Mr Lawrence said the results in the US indicate that this is “far from a mature technology”.
But Mr Keenan brushed off concerns over the accuracy of this technology at a press conference on Wednesday, saying misidentification was “highly unlikely”.
“You could make the same inference for any way we identify people. The biometric way is far more accurate than other ways we do it,” he said.
In the state of New York, facial recognition technology has led to over 4000 arrests for identity theft or fraud, rather than terrorism offences.
The Georgetown Law report found that the use of facial recognition technology in the US was “out of control”.
“We know very little about these systems. We don’t know how they impact privacy and civil liberties. We don’t know how they address accuracy problems.
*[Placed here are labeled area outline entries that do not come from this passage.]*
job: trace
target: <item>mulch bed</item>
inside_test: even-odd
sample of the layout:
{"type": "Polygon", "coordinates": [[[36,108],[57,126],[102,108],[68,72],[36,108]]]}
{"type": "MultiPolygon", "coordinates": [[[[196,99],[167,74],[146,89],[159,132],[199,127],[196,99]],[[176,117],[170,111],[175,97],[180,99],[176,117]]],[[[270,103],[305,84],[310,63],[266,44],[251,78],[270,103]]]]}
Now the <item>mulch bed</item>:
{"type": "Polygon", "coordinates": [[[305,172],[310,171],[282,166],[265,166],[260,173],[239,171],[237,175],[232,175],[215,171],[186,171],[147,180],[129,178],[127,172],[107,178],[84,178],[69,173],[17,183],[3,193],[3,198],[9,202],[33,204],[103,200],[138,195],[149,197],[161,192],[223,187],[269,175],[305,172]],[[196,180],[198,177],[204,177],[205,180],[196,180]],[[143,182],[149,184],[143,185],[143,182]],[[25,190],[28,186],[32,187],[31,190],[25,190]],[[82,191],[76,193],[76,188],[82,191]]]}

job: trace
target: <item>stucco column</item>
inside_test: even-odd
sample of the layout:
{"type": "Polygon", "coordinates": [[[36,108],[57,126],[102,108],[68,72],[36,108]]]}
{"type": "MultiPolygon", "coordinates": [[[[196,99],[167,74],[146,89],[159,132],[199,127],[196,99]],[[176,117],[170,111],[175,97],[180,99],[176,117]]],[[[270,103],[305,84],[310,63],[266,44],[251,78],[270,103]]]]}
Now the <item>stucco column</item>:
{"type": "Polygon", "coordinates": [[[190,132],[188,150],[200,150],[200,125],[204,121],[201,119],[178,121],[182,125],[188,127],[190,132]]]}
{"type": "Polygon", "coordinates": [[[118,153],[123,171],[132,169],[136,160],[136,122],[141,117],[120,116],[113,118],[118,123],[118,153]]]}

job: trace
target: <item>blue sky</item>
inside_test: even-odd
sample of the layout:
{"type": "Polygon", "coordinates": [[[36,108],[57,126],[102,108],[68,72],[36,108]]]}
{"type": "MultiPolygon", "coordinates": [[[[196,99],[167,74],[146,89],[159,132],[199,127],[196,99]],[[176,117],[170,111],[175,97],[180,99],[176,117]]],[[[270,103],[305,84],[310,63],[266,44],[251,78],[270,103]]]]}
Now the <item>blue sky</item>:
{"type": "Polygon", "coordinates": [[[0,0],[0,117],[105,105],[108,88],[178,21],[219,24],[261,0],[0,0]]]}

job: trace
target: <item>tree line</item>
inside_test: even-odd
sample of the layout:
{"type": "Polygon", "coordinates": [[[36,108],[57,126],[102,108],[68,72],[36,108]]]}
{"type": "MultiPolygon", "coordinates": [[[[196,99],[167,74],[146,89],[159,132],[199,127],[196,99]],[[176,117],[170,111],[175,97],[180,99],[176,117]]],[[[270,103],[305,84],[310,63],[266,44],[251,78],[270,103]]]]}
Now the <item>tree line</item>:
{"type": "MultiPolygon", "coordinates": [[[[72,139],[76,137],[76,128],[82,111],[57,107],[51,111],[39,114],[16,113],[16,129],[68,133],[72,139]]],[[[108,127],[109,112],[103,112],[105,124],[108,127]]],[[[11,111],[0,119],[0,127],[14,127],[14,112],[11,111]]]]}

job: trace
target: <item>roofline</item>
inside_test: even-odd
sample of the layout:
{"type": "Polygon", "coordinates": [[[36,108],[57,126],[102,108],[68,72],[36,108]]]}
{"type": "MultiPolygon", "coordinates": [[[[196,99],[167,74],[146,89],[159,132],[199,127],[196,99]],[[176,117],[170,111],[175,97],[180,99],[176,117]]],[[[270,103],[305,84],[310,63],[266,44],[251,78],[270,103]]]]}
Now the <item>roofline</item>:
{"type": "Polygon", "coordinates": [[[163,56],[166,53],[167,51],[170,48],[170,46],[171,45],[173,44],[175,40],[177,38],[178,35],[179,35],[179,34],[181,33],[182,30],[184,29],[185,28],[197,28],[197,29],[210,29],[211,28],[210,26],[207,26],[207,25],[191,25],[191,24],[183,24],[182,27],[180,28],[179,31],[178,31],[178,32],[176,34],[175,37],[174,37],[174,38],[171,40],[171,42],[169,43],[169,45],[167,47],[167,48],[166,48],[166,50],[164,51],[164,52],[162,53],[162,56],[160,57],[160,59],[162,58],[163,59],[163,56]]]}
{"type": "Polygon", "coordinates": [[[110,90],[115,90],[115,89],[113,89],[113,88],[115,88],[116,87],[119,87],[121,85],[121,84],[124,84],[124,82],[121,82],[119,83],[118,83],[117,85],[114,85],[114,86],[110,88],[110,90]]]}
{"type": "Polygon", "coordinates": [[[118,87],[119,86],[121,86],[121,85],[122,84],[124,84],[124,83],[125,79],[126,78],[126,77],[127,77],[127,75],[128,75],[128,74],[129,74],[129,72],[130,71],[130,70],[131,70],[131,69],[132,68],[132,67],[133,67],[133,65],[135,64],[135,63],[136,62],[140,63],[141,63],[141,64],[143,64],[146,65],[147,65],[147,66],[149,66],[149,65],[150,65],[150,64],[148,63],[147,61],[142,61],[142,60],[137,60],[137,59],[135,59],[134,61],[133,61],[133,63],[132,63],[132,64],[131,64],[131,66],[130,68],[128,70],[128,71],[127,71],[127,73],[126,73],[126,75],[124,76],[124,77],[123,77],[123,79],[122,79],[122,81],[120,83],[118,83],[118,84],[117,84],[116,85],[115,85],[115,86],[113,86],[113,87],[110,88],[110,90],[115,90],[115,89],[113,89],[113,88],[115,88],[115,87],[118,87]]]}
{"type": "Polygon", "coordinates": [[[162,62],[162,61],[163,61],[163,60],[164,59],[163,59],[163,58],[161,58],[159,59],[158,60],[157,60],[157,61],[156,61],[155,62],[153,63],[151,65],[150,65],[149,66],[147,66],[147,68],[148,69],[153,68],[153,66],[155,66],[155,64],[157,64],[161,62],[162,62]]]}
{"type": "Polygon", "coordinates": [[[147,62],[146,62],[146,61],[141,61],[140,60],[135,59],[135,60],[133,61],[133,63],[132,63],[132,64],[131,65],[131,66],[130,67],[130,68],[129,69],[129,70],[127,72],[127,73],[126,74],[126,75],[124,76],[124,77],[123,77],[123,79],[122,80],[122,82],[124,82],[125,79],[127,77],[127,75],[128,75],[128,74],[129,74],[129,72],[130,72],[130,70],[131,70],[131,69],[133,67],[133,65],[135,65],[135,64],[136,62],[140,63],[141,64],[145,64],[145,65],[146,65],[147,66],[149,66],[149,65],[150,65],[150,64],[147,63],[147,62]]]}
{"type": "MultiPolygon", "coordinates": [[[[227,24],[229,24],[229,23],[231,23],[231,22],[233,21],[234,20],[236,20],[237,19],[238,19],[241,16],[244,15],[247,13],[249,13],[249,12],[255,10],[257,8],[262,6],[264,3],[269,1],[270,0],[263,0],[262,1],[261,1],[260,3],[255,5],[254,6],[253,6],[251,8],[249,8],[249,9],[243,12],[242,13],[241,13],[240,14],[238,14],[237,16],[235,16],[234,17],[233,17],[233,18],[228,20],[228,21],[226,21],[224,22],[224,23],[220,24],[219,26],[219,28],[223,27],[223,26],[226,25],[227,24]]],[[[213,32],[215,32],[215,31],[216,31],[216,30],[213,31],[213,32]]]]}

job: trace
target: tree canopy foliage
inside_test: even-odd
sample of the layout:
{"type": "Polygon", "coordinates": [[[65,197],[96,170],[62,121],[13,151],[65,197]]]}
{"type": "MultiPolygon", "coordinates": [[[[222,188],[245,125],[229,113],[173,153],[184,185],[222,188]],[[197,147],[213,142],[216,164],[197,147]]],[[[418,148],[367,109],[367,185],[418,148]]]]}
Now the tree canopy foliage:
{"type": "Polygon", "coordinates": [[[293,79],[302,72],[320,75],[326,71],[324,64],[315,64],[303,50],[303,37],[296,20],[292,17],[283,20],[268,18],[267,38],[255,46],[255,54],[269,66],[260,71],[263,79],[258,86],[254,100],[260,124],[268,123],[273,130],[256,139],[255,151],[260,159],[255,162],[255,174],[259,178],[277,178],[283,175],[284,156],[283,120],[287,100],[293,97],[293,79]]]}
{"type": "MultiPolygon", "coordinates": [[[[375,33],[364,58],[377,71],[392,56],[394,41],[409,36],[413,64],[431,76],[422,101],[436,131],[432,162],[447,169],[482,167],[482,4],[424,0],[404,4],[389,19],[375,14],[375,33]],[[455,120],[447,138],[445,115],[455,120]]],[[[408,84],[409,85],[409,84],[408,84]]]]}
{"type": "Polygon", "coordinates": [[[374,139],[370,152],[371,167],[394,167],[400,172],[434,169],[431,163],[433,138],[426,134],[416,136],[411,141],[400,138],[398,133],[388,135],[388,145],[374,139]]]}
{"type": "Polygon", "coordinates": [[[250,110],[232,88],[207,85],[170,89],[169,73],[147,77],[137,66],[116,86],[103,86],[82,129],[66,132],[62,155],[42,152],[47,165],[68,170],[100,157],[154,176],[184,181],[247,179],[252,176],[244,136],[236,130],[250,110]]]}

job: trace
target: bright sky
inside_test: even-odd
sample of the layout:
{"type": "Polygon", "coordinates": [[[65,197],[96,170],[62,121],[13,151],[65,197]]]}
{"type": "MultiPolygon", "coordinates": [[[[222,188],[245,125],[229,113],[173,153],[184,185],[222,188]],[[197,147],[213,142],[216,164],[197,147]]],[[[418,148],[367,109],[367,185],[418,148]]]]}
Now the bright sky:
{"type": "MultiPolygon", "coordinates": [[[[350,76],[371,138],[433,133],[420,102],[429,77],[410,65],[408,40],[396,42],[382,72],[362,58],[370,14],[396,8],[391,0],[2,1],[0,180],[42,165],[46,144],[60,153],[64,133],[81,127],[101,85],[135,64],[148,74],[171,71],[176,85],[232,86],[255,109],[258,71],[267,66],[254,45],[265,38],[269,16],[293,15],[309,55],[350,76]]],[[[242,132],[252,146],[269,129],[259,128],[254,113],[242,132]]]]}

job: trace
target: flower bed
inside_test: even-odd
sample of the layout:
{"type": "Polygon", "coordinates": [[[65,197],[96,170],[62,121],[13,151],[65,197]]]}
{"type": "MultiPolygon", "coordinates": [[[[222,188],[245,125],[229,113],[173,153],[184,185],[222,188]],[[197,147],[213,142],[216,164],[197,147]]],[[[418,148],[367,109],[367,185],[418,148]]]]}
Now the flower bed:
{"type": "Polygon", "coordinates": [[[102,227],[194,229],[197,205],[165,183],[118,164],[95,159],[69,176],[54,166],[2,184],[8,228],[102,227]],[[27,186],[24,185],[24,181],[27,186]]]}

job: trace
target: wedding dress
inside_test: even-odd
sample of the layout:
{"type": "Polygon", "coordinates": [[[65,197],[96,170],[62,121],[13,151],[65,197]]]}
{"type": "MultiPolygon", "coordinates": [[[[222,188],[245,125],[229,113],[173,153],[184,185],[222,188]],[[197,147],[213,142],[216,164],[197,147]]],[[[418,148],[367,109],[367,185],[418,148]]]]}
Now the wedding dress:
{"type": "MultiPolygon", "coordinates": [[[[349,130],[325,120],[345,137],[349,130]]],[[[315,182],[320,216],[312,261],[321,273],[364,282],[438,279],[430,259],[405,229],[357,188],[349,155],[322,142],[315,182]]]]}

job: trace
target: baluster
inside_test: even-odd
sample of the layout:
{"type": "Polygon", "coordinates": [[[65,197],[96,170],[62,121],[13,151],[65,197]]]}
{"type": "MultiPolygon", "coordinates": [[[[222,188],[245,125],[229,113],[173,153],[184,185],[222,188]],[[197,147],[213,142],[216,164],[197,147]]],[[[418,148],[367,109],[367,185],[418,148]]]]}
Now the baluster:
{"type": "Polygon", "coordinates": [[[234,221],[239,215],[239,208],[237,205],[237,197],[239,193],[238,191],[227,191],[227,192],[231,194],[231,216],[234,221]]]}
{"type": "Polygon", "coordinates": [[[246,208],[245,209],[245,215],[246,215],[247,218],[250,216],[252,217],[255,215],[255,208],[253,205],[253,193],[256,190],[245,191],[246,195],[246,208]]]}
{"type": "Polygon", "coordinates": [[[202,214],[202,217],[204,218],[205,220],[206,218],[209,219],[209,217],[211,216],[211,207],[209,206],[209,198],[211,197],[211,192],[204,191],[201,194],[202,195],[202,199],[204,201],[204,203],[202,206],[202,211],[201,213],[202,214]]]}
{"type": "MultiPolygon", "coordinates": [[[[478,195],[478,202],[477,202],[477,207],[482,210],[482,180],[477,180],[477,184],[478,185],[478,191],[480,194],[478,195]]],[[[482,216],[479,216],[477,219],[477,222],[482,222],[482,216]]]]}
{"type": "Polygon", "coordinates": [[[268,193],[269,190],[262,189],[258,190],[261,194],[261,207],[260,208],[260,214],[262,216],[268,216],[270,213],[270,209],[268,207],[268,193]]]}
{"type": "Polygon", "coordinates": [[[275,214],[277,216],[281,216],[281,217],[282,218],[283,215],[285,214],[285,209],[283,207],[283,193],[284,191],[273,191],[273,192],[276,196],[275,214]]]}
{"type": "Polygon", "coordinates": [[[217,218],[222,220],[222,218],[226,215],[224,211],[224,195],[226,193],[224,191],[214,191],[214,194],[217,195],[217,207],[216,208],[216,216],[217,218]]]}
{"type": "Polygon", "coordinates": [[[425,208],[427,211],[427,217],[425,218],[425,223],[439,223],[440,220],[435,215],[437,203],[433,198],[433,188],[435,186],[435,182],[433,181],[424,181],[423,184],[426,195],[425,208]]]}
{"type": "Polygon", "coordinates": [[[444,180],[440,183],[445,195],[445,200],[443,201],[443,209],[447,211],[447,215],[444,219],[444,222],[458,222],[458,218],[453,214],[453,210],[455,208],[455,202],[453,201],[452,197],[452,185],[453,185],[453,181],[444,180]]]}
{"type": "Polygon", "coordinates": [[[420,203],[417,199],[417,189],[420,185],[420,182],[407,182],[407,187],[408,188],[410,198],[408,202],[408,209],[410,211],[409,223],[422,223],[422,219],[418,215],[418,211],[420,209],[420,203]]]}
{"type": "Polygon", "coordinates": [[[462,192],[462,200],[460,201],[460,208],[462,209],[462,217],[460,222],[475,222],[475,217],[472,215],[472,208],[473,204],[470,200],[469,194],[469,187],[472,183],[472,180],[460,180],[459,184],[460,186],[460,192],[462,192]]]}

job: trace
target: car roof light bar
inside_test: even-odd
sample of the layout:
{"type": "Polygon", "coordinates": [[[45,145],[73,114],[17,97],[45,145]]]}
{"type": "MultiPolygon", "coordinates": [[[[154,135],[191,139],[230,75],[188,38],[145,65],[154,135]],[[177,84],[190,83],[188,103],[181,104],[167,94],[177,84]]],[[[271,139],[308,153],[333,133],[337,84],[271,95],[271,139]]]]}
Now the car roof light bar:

And we don’t know how any of these systems affect racial and ethnic minorities,” the report said.
The organisation also found that the switch to using drivers licence and information from law-abiding citizens was “unprecedented and highly problematic”.
Advocates are also concerned about the possible implications to the privacy rights of everyday Australians, with Mr Norton saying the “nothing to hide, nothing to fear” argument isn’t sufficient for forming policy.
“We want law enforcement to be empowered to do their jobs, but not at the expense of private lives of everyone that may be caught up in the droves of data,” he said.
The US House of Representatives committee also heard of the “chilling effect” this technology can have.
“[Facial recognition] can be used in a way that chills free speech and free association by targeting people attending certain political meetings, protests, churches or other types of places in the public,” committee chair Jason Chaffetz said.
“Innocent people could bear the burden of being falsely accused, including the implication of having federal investigators turn up at their home or business,” US Government Accountability Office director Diana Maurer added.
Mr Turnbull addressed these privacy concerns by pointing to the large amounts of information that Australians voluntary provide to social media platforms like Facebook.
“People put an enormous amount of their own data up in the public domain already. There has never been more data on citizens than there is today, and the vast bulk of it is actually in the private sector,” Mr Turnbull said.
“Safety and privacy go hand in hand. We have very, very rigorous privacy protections in terms of the use of government data and government-held biometric data.”
The proposal is unlikely to meet any opposition from Labor, with opposition leader Bill Shorten tentatively throwing support behind the scheme.
“We think the biometric technology can be a real addition in terms of keeping Australians safe,” Mr Shorten told the press on Wednesday.
“We’ll wait to see what the final details from government are, but Labor has a bipartisan approach to good ideas of keeping Australians safe, and we’ll keep working with government when they’ve got sensible ideas for keeping Australians safe,” he said.